1.2 Legal basis for processing 
The processing and use is necessary for the enforcement of the stated purposes and is based on Art. 6 (1) (f) GDPR and § 4 BDSG 2018.

1.3 Consideration of legitimate interests
The legitimate interests of the controller within the meaning of Article 6 (1) (f) GDPR are:

  • Observance of facility regulations
  • Prevention
  • Law enforcement

1.4 Recipients of personal data
The data is only released on request of the law enforcement authorities (police, prosecutors and courts).

1.5 Storage duration 
The duration of storage is up to 14 days. 

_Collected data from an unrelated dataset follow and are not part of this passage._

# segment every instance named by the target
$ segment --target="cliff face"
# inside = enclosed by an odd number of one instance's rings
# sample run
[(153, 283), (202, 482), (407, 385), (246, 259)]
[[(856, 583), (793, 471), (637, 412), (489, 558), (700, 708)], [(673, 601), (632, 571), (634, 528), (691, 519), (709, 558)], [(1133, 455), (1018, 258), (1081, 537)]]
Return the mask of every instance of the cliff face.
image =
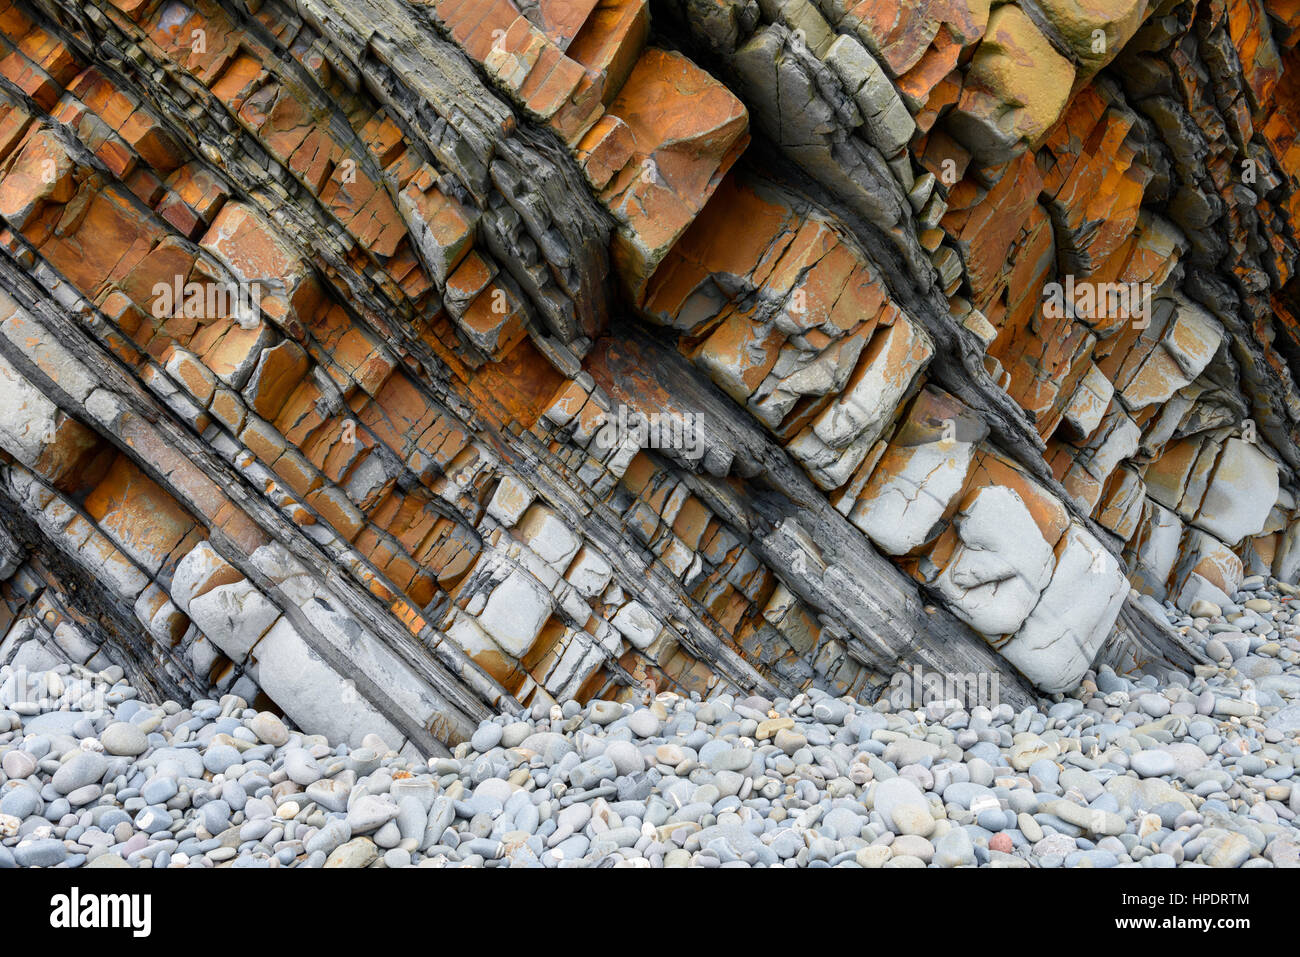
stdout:
[(428, 754), (1201, 661), (1159, 602), (1300, 576), (1298, 36), (0, 0), (0, 662)]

1.6 Exercise of the rights of the data subject 

The image data of our video equipment contains personally identifiable information which we ourselves cannot assign to a particular person. Please note that any access to this data constitutes an interference with the personal rights of the persons depicted. In order to avail yourself of your rights of access, restriction of processing or data portability, a legal arrangement is required to allow us to access the data for these purposes. The right to data deletion is implemented within the scope of the storage limitation. Correction of video data is not possible.